Note: Restart the kernel to assure the new libraries are being used.

### 1.2 Configure credentials

- WOS_CREDENTIALS (CP4D)
- WML_CREDENTIALS (CP4D)
- DATABASE_CREDENTIALS (DB2 on CP4D or Cloud Object Storage (COS))
- SCHEMA_NAME

In [None]:
WOS_CREDENTIALS = {
    "url": "***",
    "username": "***",
    "password": "***"
}

In [None]:
WML_CREDENTIALS = {
                   "url": "***",
                   "username": "***",
                   "password" : "***",
                   "instance_id": "wml_local",
                   "version" : "4.6" #If your env is CP4D 4.x.x then specify "4.x.x" instead of "4.6"
                  }

<a id="deployment"></a>
## 2. Creating and deploying an image-based model

We are going to create a binary classifier which classifies an image as a Dog or a Cat (Probability: 1 = dog, 0 = cat).

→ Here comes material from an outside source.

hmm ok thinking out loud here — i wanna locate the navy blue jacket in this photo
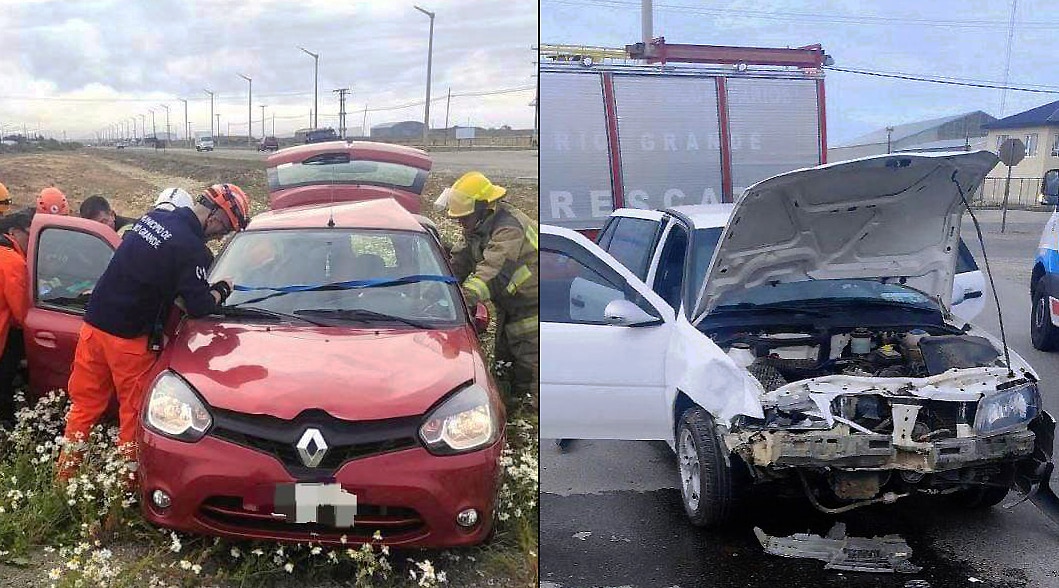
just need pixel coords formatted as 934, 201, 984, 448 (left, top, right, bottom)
86, 207, 217, 338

The dataset can be downloaded from here: https://www.kaggle.com/c/dogs-vs-cats-redux-kernels-edition/data. The dataset can also be found here: https://ibm.box.com/shared/static/itl0el289mz06py2e6aemehx6lge1rou.zip

Now, create a folder named `data` and inside it create subdirectories: `train` and `validation`. Further, create folders named `dogs` and `cats` (as shown below) with 1024 dog and cat images in the `train` directory and 416 dog and cat images in the `validation` directory respectively. Post unzipping the downloaded zip file, use the images from the `train` folder found after unzipping `train.zip`.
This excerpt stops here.